Tatsächlich hatten die Teilnehmenden der Studie, die abends noch am Tablet lasen, niedrigere Melatoninwerte und schliefen erst etwas später ein. Aber: Es waren im Durchschnitt gerade mal zehn Minuten, um die sich das Sandmännchen verspätete. 

Melatoninpillen: Mit Vorsicht zu geniessen

Melatonin gilt als Schlafhormon – doch zu Unrecht. Patienten, die aufgrund einer Krankheit kein Melatonin produzieren können, schlummern trotzdem gut. Das Hormon spielt zwar eine Rolle beim Schlaf-wach-Rhythmus, doch sie ist laut Forschenden komplex. Und beim Einschlafen bei weitem nicht so entscheidend, wie in der Werbung für Melatoninsupplemente behauptet wird.

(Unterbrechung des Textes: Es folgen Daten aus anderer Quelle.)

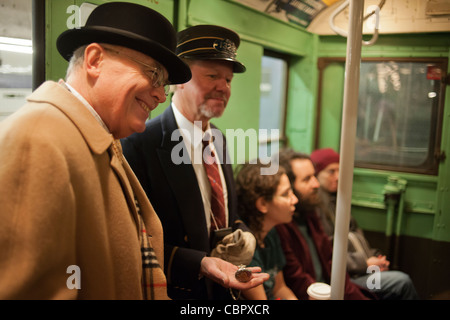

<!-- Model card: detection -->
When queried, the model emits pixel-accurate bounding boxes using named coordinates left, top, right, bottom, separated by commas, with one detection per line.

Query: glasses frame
left=102, top=46, right=170, bottom=97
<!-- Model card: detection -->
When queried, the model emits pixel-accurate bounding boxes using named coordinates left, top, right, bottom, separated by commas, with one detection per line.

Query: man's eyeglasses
left=103, top=47, right=170, bottom=96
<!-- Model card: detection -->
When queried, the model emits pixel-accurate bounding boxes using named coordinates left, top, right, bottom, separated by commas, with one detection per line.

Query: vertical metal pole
left=31, top=0, right=45, bottom=90
left=331, top=0, right=364, bottom=300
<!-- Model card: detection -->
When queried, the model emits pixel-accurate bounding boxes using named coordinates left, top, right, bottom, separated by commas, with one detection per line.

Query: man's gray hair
left=66, top=45, right=87, bottom=79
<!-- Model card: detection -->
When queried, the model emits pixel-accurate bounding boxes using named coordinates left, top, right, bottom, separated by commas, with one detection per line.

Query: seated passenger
left=276, top=150, right=371, bottom=300
left=236, top=162, right=298, bottom=300
left=311, top=148, right=419, bottom=300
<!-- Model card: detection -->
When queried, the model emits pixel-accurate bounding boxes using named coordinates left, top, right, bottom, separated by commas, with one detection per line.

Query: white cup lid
left=306, top=282, right=331, bottom=300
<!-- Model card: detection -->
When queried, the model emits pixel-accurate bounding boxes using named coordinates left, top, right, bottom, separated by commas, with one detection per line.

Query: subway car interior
left=0, top=0, right=450, bottom=300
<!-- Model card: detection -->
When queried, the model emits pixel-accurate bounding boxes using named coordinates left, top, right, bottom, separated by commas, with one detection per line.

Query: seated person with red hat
left=311, top=148, right=419, bottom=300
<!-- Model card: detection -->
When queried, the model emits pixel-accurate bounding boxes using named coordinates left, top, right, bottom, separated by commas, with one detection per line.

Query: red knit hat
left=311, top=148, right=339, bottom=175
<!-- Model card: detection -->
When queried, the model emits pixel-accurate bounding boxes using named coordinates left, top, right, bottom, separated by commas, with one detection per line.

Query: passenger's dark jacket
left=276, top=211, right=370, bottom=300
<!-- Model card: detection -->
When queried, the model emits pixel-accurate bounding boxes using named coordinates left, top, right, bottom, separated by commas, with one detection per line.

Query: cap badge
left=213, top=39, right=237, bottom=58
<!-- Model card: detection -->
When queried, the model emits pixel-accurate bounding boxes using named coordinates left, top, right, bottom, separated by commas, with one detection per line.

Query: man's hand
left=200, top=257, right=269, bottom=290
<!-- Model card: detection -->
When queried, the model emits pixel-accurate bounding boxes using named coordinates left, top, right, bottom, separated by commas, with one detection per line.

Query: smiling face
left=173, top=60, right=233, bottom=122
left=91, top=46, right=168, bottom=139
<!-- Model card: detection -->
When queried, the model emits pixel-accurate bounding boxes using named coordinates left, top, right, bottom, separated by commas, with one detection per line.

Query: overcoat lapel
left=109, top=142, right=139, bottom=235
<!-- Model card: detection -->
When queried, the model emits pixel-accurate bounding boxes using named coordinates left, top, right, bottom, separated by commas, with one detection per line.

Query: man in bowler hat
left=122, top=25, right=268, bottom=299
left=0, top=2, right=191, bottom=299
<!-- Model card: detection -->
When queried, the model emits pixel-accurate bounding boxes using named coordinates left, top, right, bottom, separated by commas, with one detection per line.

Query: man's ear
left=84, top=43, right=105, bottom=78
left=255, top=197, right=268, bottom=214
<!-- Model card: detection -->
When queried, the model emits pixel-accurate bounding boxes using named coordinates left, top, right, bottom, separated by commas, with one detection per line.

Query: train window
left=355, top=59, right=447, bottom=174
left=259, top=52, right=288, bottom=158
left=0, top=0, right=33, bottom=121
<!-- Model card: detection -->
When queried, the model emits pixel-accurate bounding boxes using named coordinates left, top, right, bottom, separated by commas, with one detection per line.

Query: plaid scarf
left=135, top=196, right=167, bottom=300
left=112, top=140, right=168, bottom=300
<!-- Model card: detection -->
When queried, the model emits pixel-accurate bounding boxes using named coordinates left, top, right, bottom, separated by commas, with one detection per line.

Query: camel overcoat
left=0, top=81, right=167, bottom=299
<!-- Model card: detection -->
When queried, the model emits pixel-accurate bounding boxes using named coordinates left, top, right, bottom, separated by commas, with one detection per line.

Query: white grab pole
left=331, top=0, right=364, bottom=300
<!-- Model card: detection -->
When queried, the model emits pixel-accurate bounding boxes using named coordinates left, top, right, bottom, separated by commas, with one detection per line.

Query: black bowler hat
left=176, top=25, right=245, bottom=73
left=56, top=2, right=191, bottom=84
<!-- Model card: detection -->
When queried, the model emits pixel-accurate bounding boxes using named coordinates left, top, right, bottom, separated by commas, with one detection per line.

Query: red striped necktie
left=202, top=140, right=226, bottom=230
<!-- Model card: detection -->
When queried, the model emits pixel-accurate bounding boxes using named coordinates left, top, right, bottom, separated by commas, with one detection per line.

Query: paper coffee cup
left=306, top=282, right=331, bottom=300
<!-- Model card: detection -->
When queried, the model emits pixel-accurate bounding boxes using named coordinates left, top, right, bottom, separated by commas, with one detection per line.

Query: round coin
left=234, top=266, right=252, bottom=282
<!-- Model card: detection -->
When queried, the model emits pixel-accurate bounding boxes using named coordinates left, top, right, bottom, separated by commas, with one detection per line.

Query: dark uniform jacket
left=122, top=107, right=246, bottom=299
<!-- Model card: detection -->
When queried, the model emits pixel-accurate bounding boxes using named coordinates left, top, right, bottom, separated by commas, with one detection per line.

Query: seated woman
left=236, top=161, right=298, bottom=300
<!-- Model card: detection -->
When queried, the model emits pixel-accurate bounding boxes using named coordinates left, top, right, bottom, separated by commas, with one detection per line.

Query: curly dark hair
left=236, top=160, right=285, bottom=239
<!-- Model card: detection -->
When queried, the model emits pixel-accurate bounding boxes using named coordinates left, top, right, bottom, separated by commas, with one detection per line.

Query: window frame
left=314, top=57, right=448, bottom=175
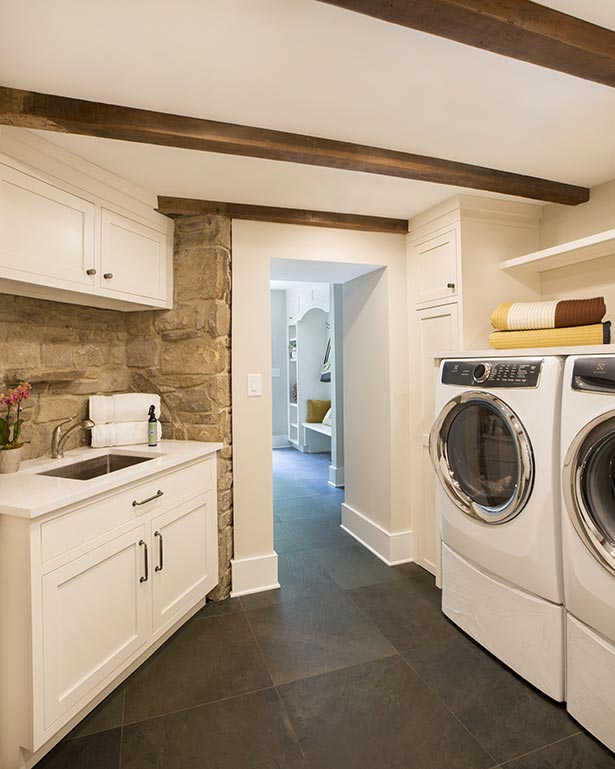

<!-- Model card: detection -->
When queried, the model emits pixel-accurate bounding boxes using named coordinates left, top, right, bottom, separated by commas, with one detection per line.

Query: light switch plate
left=248, top=374, right=263, bottom=398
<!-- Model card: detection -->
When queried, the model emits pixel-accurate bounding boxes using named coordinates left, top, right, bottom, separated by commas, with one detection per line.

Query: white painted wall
left=540, top=180, right=615, bottom=324
left=232, top=221, right=412, bottom=593
left=271, top=291, right=288, bottom=446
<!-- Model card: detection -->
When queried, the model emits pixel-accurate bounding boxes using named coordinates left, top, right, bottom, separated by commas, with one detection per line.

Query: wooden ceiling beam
left=321, top=0, right=615, bottom=87
left=0, top=87, right=589, bottom=205
left=157, top=195, right=408, bottom=233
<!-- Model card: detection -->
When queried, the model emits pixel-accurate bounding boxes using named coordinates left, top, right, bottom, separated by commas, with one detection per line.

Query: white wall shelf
left=500, top=229, right=615, bottom=272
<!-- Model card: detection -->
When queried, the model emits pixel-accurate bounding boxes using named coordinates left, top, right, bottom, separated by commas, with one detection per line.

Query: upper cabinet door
left=100, top=208, right=168, bottom=300
left=0, top=163, right=96, bottom=288
left=411, top=229, right=458, bottom=305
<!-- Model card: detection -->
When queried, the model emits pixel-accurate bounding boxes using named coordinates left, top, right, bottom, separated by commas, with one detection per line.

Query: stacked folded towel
left=90, top=393, right=162, bottom=448
left=489, top=296, right=611, bottom=350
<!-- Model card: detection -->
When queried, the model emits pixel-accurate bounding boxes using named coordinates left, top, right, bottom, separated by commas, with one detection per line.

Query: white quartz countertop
left=0, top=440, right=222, bottom=518
left=429, top=344, right=615, bottom=360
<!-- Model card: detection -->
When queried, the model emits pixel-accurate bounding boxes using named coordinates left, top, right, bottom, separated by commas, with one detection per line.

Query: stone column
left=127, top=215, right=233, bottom=600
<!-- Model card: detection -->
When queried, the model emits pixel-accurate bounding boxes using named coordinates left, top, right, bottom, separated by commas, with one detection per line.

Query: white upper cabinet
left=410, top=229, right=457, bottom=305
left=100, top=208, right=167, bottom=299
left=0, top=164, right=96, bottom=286
left=0, top=127, right=174, bottom=310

Es ist keine gute Idee, abendliche Stunden am Smartphone mit selbst gekauften Melatoninpillen auszubalancieren. Denn die Inhaltsstoffe wie auch die Wirkung der online angebotenen Supplemente werden nur selten von einem unabhängigen Labor oder einer medizinischen Behörde überprüft. Im schlimmsten Fall stecken in den Präparaten gefährliche Substanzen und Verunreinigungen. Ausserdem können sie unangenehme Nebenwirkungen haben wie Übelkeit, Zittern, Kopfschmerzen und Schwindel.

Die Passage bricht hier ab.